RAT school of ART: Self-Learning and Building New Networks in Seoul
by Sun A Moon
RAT school of ART organized “The Forest Is In The City Is In The Forest – II” with The Forest Curriculum to encourage thinking on current environmental crises from an Asian perspective through the lenses of violence, politics, and ecological history. Originally intended as an in-person summer school but moved online due to COVID-19 restrictions, the program was presented from October 2020 to January 2021 and sought to build artist networks by hosting lectures, performances, and workshops. The intentions of “The Forest Is In The City – II” might seem contradictory: both “connecting the few and the multitude,” as permitted by its digital migration, and “constructing in-depth networks,” which would have resulted from in-person exchanges. But these intentions speak to the principles that have guided RAT for the last seven years.
Started as an art space in 2014, the Seoul-based RAT school of ART operates as a learning platform but, at the same time, builds community not only among artists but between artists and the public. According to Dirk Fleischmann, the founder, and Mijoo Park, the director, RAT is a community where art and ideas can be discussed, not merely a small group of practitioners with specific pedagogical dogmas or an academic laboratory that develops a learning process but does not demand a change in the way art is taught. The goal is to support people from various cultural, educational, and socioeconomic backgrounds who interact with and learn from each other through artmaking. To this end, RAT has worked to connect the few with the multitude through the “RAT Talks” lecture series and to build in-depth networks through the “RAT Membership Program.”
To examine RAT’s origins, it is necessary first to survey the landscape of the Korean art scene in the years before the program was founded.
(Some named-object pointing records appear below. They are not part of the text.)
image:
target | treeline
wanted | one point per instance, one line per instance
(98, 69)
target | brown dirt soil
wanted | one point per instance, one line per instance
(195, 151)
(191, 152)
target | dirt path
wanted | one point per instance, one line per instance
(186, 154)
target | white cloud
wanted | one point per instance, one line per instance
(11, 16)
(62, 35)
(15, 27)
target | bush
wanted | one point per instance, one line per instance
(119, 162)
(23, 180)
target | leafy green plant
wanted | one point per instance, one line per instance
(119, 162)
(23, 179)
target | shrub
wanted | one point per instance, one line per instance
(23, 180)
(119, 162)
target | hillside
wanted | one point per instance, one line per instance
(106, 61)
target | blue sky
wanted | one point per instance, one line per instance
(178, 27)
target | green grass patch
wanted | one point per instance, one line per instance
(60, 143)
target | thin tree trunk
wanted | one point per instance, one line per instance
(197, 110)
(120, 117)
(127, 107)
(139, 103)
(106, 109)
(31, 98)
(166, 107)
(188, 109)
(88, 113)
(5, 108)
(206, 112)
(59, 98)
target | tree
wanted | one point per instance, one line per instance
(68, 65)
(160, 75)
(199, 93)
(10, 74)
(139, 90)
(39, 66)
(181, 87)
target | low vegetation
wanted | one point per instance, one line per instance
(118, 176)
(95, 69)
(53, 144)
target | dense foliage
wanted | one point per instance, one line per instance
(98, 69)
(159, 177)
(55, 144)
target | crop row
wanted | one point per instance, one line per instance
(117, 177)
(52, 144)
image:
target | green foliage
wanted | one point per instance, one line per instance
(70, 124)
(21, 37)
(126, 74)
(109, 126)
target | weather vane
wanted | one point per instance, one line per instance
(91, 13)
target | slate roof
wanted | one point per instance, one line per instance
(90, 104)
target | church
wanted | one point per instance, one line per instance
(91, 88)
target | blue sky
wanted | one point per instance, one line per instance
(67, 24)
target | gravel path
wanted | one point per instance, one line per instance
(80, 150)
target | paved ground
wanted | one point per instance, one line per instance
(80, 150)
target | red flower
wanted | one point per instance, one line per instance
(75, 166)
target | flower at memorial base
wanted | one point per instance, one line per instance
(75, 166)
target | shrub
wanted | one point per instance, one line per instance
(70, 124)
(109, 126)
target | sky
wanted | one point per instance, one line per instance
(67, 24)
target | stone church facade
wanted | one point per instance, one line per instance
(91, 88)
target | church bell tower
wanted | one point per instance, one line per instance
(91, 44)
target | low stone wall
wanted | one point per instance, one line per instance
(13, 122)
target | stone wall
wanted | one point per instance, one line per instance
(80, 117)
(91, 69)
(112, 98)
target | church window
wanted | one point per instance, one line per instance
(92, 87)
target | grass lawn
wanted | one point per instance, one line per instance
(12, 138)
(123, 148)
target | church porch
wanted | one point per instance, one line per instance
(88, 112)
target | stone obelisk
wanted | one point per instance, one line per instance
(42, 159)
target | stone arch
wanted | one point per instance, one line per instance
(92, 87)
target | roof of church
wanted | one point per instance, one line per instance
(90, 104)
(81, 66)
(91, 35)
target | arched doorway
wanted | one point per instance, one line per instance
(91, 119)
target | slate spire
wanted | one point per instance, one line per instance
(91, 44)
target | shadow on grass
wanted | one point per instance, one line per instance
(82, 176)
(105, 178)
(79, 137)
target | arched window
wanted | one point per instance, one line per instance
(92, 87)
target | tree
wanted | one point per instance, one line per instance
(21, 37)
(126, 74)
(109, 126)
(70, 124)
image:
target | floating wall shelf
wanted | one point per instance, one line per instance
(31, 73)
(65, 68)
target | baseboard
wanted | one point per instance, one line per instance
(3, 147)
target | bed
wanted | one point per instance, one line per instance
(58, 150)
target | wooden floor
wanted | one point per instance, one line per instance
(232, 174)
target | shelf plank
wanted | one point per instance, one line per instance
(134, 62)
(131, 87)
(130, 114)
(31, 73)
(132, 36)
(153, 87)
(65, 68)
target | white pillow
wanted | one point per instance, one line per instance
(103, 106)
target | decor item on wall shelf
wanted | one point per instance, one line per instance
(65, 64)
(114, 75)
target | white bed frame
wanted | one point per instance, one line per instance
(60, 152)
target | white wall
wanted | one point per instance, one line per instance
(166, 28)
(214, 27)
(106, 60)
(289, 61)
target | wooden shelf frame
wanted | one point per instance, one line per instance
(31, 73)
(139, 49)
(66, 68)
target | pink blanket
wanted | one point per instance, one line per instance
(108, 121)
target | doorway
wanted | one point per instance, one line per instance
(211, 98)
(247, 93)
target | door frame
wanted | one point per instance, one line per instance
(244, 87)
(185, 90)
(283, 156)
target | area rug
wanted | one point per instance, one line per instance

Various biennials and many public and private art museums were instituted in Korea in the 1990s, and by the 2000s, many alternative spaces like Alternative Space Loop, Alternative Space Pool, Insa Art Space, Project Space Sarubia Dabang, and Ssamzie Art Space opened their doors. Korean galleries gained prominence in the global art market, and international curators and artists began to visit Korea with greater frequency. Dirk Fleischmann was one such artist, arriving to Korea from Germany. In 2009, he began hosting the “Black Sheep Lecture Series” at Hansung University in Seoul in collaboration with Hunyee Jung, a professor of painting at the university. “Black Sheep Lecture Series” invited international artists like Luchezar Boyadviev, Sabine Kacunko, Antoni Muntadas, and Sean Snyder to give presentations on art practice with the intention of creating a new platform for the discussion of contemporary art. Centered around exchanging information with artists and curators who have different careers and experiences, these sessions were designed to be simple and casual, eliminating the hierarchy of the lecture format. Speakers and guests all sat on the floor together and, after the main presentation, developed dialogues through Q&A sessions and in-depth conversations.